[Mesa-dev] [PATCH v2] glsl: move uniform calculation to link_uniforms

Wed Jan 20 01:44:05 PST 2016

On 01/20/2016 11:31 AM, Ilia Mirkin wrote:
> On Wed, Jan 20, 2016 at 4:22 AM, Tapani Pälli <tapani.palli at intel.com> wrote:
>> On 01/20/2016 11:16 AM, Ilia Mirkin wrote:
>>> On Wed, Jan 20, 2016 at 4:09 AM, Tapani Pälli <tapani.palli at intel.com>
>>> wrote:
>>>> On 01/20/2016 10:26 AM, Ilia Mirkin wrote:
>>>>> On Tue, Jan 19, 2016 at 6:35 AM, Tapani Pälli <tapani.palli at intel.com>
>>>>> wrote:
>>>>>> On 01/19/2016 01:14 PM, Ilia Mirkin wrote:
>>>>>>> The data structure is a (memory) heap... there appears to be one in
>>>>>>> mesa/main/mm.h. There's also one in nouveau_heap.h which is quite
>>>>>>> simple and totally unreliant on nouveau, just happens to be there. How
>>>>>>> hard would it be to integrate something like that?
>>>>>>>
>>>>>>> The trouble with adding slow things is that you forget about them, and
>>>>>>> they're not _that_ slow, but this stuff adds up.
>>>>>>
>>>>>> The solution I had in mind is to build a list of empty slots when
>>>>>> allocating
>>>>>> remaptable or while finding slots (keep pushing unused empty slots to
>>>>>> list)
>>>>>> ... but if possible I would prefer optimization later. First of all,
>>>>>> this
>>>>>> is
>>>>>> quite exotic path to hit with a real program (last words ... yes yes).
>>>>>> Secondly, and more importantly, we can apply for certification sooner,
>>>>>> there
>>>>>> are very few failures left.
>>>>> I see you pushed this patch without concluding this discussion.
>>>>> Certification may be something that you (personally, as a company,
>>>>> whatever) are striving for, but that doesn't mean that you get to
>>>>> ignore reviewer feedback.
>>>>
>>>> I'm sorry if you have that impression but I'm not ignoring review
>>>> feedback.
>>>> I agree that the find function is not 'optimal' and have planned how to
>>>> optimize it and I'm happy with any changes if someone wants to optimize
>>>> and
>>>> refactor it instead. However, I've noticed this to be not a bottleneck
>>>> and
>>>> cold path so because of the schedule I'm asking to do this later.
>>>>
>>>>> Perhaps in the end you're actually right, I don't know, but we
>>>>> certainly didn't agree on anything. I'm inclined to push out a revert
>>>>> while this is being sorted out.
>>>>
>>>> I'm surprised to see this as such a big deal.
>>>>
>>>> // Tapani
>>>>
>>> The big deal is pushing the patch before concluding the discussion.
>>>
>>> Getting back to the matter at hand, what's the absolute worst case
>>> here? How big does the UniformRemapTable get? How many times can this
>>> function get called?
>>
>> As example with Intel Haswell we have max as 98304, this is the biggest size
>> with HSW.
>>
>> This function gets called only if the remaptable has 'holes' in it, meaning
>> that explicit uniforms locations get scattered in this available space, I
>> consider this very rare for anyone or some engine to do. It could only
>> really happen if you use both explicit locations (non continuous locations)
>> and implicit locations together.
> So... what's the worst case? What would that test look like? How long
> would it take to execute?

A shader that has max amount of uniforms possible. They need to be 
invidual (not arrays or structs), declare half of them with explicit 
location so that they fill every other location (leaving as much holes 
as possible), this should be the worst case.

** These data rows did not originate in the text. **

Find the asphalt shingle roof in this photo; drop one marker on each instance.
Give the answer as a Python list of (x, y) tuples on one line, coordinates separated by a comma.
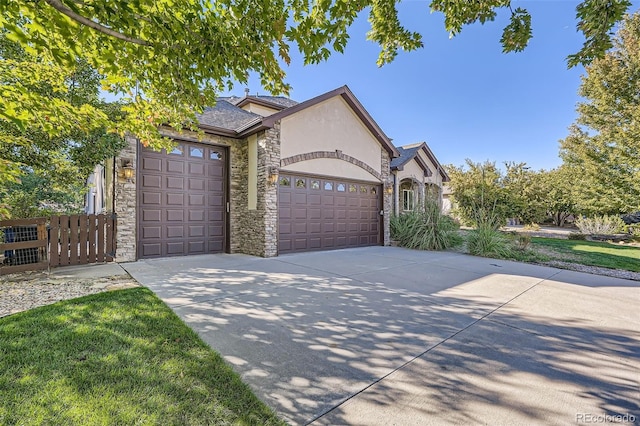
[(226, 116), (406, 154), (280, 100)]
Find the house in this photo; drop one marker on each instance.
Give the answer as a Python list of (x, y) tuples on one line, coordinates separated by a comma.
[(269, 176), (416, 174)]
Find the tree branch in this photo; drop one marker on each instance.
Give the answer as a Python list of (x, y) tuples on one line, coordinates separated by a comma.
[(60, 7)]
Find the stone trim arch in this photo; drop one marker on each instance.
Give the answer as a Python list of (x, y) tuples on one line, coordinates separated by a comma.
[(337, 154)]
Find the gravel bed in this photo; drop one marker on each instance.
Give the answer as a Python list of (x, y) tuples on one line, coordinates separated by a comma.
[(616, 273), (28, 290)]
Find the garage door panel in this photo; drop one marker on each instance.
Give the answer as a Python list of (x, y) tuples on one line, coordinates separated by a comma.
[(152, 232), (300, 227), (196, 231), (300, 244), (174, 199), (197, 247), (315, 243), (175, 248), (151, 198), (151, 215), (181, 208), (152, 164), (175, 183), (216, 186), (174, 215), (196, 215), (284, 197), (174, 166), (314, 214), (151, 249), (216, 231), (196, 184), (327, 213), (151, 181), (196, 169)]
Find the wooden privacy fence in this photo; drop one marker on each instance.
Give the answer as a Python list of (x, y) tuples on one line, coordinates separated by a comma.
[(67, 240)]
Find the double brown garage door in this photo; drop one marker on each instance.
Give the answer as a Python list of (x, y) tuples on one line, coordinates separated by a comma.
[(319, 213), (181, 202)]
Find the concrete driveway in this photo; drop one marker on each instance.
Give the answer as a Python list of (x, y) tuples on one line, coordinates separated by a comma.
[(383, 335)]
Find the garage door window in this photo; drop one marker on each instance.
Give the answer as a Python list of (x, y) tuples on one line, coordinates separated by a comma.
[(196, 152), (178, 150), (285, 181)]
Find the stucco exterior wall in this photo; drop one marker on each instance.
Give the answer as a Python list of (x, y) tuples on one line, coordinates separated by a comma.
[(413, 171), (331, 167), (329, 126)]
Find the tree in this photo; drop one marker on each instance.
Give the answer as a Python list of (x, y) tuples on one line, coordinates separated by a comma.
[(171, 57), (526, 193), (63, 139), (557, 187), (604, 143), (479, 194)]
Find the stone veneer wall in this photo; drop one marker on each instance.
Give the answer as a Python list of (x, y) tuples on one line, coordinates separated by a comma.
[(125, 204), (387, 199), (255, 232)]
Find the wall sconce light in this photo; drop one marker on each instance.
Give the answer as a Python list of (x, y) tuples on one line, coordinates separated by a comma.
[(127, 169), (389, 189), (272, 178)]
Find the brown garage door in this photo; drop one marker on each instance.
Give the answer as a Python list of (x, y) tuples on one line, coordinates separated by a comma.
[(319, 213), (181, 201)]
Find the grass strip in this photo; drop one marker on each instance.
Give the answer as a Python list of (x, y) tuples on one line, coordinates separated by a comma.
[(591, 253), (120, 357)]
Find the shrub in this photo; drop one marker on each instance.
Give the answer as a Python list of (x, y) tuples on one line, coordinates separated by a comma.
[(600, 225), (488, 242), (522, 241), (425, 228), (576, 236)]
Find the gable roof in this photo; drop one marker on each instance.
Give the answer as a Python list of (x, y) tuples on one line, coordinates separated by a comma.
[(233, 121), (275, 102), (226, 117), (410, 152)]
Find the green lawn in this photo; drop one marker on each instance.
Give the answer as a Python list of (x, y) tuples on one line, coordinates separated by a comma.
[(606, 255), (120, 357)]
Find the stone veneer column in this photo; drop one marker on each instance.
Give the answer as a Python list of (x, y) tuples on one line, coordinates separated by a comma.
[(387, 181), (269, 160), (125, 204), (255, 232)]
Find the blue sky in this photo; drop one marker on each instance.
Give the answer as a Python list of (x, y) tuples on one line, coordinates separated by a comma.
[(463, 96)]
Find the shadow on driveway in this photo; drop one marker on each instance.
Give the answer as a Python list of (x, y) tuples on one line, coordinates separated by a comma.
[(385, 335)]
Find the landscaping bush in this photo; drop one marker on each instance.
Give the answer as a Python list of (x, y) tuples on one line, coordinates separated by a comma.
[(522, 241), (600, 225), (425, 228), (488, 242), (576, 236)]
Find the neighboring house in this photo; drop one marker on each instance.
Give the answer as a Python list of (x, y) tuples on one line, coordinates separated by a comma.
[(269, 176), (416, 175)]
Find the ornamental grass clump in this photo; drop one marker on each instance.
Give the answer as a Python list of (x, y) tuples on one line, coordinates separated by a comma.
[(600, 225), (425, 228)]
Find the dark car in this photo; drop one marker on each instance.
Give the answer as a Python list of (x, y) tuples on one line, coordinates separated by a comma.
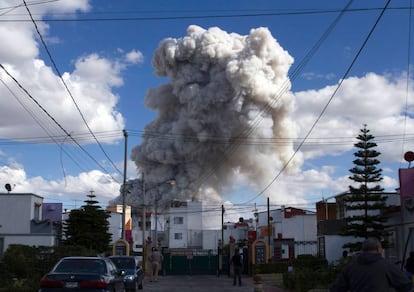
[(133, 273), (83, 274)]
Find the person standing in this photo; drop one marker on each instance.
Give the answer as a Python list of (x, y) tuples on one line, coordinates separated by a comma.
[(409, 264), (371, 272), (236, 260), (156, 260)]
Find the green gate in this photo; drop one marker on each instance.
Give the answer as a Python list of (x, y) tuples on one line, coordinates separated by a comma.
[(190, 264)]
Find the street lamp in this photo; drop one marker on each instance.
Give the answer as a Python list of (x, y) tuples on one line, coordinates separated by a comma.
[(171, 182)]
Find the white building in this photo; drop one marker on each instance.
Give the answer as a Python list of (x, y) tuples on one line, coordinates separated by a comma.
[(293, 232), (184, 225), (21, 221)]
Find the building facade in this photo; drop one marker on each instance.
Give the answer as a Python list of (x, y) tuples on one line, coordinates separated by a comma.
[(25, 219)]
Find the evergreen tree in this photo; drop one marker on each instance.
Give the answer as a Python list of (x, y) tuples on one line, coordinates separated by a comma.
[(88, 227), (366, 201)]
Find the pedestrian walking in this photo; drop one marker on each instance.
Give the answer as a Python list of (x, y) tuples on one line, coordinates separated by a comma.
[(371, 272), (156, 260), (236, 260)]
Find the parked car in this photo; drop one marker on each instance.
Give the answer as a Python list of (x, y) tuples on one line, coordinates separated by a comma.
[(83, 274), (133, 273)]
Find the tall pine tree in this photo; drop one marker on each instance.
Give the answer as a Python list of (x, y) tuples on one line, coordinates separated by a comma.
[(366, 201), (88, 227)]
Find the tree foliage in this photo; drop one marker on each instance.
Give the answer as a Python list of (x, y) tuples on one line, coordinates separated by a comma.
[(366, 201), (88, 227)]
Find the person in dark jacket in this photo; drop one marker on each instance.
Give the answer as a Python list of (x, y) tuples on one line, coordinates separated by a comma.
[(237, 266), (371, 272), (409, 264)]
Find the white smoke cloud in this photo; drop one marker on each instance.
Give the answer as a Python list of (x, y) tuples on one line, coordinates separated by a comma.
[(226, 94)]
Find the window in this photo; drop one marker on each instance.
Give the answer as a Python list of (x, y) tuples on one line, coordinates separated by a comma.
[(37, 211), (178, 220)]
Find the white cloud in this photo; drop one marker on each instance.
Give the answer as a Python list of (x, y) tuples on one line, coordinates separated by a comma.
[(375, 100), (134, 57), (67, 190)]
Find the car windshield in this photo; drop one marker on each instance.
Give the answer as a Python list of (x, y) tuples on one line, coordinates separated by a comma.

> The fact that it's rare isn't that interesting to me. You put in a
> very slow algorithm when a faster one isn't considerably harder to do.
> Basically a linked list of free/used areas... search through them to
> find a block of the appropriate size, and split it into used/non-used
> sections (combining with adjacent areas). This is what nouveau_heap
> implements, and is fully reusable (if moved). Or the mesa/main/mm impl
> which at first glance implements the same thing, but I'm not 100%
> sure.
>
> But perhaps the worst case isn't as bad as I think it is. So what
> would a worst case shader/usage have to look like? Shouldn't be too
> difficult to write and benchmark, and if it's still fairly fast, that
> would counter my performance argument quite nicely as well.

Sorry but I don't feel I need to prove something here, I haven't yet 
seen any actual proof that my algorithm would be too slow. When we have 
rest of the defects fixed I will get back to this as well as other 
planned cleanups for program resource lists.

// Tapani